Sexisme et inégalitéAdèle Haenel se révolte contre le cinéma, ce n’est pas nouveau
Le départ de l’actrice française fait écho au coup de gueule de Delphine Seyrig en 1972. Mais qu’est-ce qui a changé entre-temps?

Nouveau coup de théâtre dans le monde du cinéma. Après avoir quitté la cérémonie des César en 2020, au moment où un prix était décerné à Roman Polanski, malgré les multiples accusations de violences et de viols, Adèle Haenel annonce cette fois-ci une grève qui sonne comme un départ plus ou moins définitif du cinéma. En cause, la complaisance envers les prédateurs sexuels dans le milieu.
L’actrice n’est pas la première à s’indigner dans l’univers du grand écran. Sa posture fait notamment écho au coup de gueule de Delphine Seyrig en 1972. L’actrice et réalisatrice française, qui s’est fait connaître pour ses films comme «Sois belle et tais-toi» ou encore «India Song», avait dénoncé le sexisme et les inégalités de genre au grand écran et dans la société de manière générale.
La star pointe les nombreuses inégalités entre hommes et femmes lors d’une interview sur le thème du bonheur. «Je crois que les actrices sont dépendantes, comme toutes les autres femmes, du règne des hommes», dit-elle notamment.
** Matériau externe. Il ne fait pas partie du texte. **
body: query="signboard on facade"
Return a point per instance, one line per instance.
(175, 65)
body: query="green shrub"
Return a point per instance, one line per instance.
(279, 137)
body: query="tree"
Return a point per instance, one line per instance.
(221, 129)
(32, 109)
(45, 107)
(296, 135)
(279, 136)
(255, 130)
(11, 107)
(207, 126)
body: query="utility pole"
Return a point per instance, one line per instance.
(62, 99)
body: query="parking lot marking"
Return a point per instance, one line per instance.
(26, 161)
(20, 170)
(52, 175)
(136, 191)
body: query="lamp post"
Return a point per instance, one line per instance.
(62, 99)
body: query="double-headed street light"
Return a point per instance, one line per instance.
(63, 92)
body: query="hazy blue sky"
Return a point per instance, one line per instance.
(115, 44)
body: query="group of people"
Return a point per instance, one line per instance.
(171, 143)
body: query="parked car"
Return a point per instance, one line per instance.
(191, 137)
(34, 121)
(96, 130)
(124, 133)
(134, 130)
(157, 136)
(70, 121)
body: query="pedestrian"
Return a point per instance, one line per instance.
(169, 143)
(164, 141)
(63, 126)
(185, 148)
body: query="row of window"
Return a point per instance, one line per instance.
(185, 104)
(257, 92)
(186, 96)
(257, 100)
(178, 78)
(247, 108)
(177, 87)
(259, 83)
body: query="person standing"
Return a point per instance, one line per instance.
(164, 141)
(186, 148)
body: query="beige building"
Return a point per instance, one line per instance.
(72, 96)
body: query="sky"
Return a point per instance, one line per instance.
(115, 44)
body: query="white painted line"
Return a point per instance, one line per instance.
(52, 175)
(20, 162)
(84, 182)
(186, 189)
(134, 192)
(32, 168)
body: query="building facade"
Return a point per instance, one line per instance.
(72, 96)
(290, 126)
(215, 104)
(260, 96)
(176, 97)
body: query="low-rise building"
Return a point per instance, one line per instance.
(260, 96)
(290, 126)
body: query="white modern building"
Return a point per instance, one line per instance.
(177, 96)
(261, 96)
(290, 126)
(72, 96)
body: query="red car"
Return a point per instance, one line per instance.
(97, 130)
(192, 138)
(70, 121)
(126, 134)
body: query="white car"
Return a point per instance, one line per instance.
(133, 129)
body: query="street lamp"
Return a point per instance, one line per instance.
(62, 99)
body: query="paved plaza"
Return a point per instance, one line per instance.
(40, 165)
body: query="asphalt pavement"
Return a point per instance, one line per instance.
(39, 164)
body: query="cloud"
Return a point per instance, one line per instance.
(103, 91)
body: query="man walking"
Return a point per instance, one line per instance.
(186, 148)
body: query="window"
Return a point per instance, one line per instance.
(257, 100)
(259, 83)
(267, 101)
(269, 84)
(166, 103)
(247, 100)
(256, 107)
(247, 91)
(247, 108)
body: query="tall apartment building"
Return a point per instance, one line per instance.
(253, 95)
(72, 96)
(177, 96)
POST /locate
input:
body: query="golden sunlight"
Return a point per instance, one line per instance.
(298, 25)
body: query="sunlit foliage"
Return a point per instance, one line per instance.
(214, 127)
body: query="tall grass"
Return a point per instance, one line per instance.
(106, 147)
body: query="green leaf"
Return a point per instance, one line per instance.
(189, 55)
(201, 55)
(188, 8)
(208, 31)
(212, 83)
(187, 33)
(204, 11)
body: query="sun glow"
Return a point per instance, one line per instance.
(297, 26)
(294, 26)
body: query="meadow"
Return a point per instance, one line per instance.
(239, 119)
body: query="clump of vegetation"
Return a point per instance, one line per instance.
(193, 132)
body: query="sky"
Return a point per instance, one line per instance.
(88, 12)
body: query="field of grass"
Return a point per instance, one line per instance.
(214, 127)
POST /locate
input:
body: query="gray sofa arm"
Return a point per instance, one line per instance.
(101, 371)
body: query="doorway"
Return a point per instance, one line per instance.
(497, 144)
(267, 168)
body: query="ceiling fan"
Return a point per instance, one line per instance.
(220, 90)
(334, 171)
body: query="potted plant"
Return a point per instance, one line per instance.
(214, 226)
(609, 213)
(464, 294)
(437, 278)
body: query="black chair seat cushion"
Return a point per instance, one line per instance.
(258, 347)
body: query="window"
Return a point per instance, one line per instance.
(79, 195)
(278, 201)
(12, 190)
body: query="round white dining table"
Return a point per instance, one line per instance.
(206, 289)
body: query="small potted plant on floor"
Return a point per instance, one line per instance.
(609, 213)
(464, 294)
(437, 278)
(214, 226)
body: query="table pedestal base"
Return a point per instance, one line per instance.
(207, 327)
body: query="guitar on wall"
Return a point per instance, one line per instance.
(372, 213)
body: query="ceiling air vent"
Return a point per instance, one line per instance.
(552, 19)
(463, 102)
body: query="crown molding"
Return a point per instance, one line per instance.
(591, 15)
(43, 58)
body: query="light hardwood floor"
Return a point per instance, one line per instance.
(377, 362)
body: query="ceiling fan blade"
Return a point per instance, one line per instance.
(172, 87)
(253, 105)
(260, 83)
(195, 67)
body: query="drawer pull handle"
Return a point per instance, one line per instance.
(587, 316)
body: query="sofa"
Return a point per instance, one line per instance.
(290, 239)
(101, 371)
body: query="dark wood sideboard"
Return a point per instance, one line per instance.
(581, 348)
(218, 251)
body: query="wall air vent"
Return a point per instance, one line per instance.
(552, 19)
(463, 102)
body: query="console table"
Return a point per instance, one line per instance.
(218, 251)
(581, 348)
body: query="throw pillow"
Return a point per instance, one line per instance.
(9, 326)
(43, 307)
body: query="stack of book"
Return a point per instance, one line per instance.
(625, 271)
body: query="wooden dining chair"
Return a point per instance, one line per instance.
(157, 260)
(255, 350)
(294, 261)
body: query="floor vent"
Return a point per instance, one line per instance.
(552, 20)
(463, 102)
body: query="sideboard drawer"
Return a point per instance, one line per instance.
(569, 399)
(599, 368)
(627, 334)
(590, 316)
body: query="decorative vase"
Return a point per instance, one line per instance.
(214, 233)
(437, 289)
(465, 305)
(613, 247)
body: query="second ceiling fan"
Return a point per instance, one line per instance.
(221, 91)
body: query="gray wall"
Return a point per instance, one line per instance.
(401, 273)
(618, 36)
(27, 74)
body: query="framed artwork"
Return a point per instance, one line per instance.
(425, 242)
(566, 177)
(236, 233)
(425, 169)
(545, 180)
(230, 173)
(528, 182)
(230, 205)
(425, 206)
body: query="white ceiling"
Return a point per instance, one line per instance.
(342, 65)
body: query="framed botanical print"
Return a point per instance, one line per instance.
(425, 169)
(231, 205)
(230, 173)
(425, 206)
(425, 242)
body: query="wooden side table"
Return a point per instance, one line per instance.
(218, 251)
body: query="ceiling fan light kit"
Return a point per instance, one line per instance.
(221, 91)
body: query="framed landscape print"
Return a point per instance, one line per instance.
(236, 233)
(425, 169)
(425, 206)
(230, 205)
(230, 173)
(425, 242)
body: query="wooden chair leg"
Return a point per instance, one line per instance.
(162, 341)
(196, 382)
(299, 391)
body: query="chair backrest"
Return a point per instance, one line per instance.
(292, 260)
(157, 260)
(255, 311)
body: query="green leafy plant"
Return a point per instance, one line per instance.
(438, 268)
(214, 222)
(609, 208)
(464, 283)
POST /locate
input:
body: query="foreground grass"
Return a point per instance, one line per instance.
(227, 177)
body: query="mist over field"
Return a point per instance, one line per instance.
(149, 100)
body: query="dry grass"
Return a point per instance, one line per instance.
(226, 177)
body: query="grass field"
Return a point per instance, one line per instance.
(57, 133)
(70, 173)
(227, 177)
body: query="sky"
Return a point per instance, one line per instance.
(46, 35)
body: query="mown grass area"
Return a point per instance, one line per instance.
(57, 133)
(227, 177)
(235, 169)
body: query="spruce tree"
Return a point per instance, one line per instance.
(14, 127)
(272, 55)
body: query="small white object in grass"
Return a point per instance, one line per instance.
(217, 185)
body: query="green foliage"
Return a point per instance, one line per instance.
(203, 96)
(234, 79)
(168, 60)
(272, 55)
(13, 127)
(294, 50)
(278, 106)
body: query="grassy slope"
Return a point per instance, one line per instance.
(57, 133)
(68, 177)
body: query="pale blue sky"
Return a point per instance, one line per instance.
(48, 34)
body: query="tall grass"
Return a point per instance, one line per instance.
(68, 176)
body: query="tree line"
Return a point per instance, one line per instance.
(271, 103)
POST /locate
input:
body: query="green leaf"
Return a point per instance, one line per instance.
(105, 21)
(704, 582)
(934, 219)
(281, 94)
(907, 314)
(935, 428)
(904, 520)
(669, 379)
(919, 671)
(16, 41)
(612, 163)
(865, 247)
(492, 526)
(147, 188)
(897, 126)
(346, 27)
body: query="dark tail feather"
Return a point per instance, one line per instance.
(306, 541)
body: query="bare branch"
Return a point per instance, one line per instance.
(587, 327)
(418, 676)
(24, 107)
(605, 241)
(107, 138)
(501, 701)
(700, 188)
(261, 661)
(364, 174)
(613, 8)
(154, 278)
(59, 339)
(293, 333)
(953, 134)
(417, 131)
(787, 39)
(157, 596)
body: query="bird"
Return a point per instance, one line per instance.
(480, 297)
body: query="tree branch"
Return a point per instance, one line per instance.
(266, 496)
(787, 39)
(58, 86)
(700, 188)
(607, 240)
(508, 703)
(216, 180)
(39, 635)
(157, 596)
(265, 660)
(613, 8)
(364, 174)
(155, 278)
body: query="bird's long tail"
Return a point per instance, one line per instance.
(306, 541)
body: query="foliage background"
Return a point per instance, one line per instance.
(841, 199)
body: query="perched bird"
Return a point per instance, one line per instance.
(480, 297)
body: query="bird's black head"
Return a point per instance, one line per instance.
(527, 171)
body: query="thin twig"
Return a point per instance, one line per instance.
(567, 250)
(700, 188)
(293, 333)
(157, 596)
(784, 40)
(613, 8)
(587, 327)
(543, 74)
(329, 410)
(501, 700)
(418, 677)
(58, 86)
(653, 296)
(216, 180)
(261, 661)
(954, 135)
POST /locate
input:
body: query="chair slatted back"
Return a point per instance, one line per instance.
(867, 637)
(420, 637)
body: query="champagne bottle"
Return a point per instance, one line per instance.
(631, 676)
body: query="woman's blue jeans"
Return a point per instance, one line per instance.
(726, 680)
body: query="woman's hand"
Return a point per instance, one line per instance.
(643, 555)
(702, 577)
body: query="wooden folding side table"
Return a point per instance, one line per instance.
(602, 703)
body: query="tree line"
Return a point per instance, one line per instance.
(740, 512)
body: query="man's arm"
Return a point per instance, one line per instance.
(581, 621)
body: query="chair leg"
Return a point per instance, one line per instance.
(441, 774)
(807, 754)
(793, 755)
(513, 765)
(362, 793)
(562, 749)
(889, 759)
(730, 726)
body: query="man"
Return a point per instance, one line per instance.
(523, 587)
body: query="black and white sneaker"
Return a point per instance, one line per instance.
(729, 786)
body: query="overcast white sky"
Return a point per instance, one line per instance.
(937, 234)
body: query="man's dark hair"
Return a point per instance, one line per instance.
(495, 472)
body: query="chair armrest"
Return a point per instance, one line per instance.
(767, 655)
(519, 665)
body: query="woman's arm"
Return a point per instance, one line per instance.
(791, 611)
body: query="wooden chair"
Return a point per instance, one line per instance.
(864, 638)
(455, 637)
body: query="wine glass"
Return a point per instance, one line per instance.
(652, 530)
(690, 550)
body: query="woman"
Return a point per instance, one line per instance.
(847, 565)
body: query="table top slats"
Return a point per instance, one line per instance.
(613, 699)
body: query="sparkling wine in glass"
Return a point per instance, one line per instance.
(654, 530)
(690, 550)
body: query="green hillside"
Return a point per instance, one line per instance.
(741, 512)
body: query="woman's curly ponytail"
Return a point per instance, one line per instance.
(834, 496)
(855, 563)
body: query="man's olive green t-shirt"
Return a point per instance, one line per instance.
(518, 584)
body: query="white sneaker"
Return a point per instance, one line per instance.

Même si de plus en plus de femmes réalisatrices connaissent le succès, encore aujourd’hui les hommes représentent une écrasante majorité aux manettes du cinéma.
C’est ce que confirme le rapport de l’Observatoire européen de l’audiovisuel qui se concentre sur la période entre 2016 et 2020: ne sont des femmes que 21% des réalisateurs, 10% des directeurs de la photographie, 25% des scénaristes, 7% des compositeurs, 30% des producteurs et 38% des premiers rôles.
Beauté essentielle et à jeter
«La beauté est une chose sur laquelle on nous apprend à beaucoup compter dessus. On nous apprend aussi qu’on la jette à un moment donné», poursuit Delphine Seyrig en interview. Aujourd’hui encore, on constate que les actrices sont particulièrement jeunes et partagent l’affiche avec des hommes beaucoup plus âgés qu’elles. Comme dans le film «Eiffel in love», sorti en 2021.
Par ailleurs, rares sont les actrices qui franchissent le cap des 50 ans à l’écran, contrairement aux acteurs, «qui vieillissent comme du bon vin.» On constate toutefois que des «efforts» sont fournis pour représenter davantage les réalités des femmes plus âgées, comme avec la série «Grace and Frankie».
«Un trop-plein»
«J’ai les mains qui tremblent, je ne suis pas à l’aise car il y a trop à dire. Beaucoup de femmes ont ce trop-plein en elles, ça prouve que leur vie n’est pas ce qu’elle devrait être», poursuit-elle.
En guise de réponse, la journaliste lui demande si cela «vient peut-être de l’agressivité du Mouvement de libération des femmes». Ce constat paraît surréaliste actuellement. Mais encore aujourd’hui, «l’extrémisme» de certaines est mobilisé comme argument pour délégitimer la cause féministe dans son ensemble. «Je ne sais pas si le calme des hommes est tellement sympathique», conclut Delphine Seyrig. À méditer.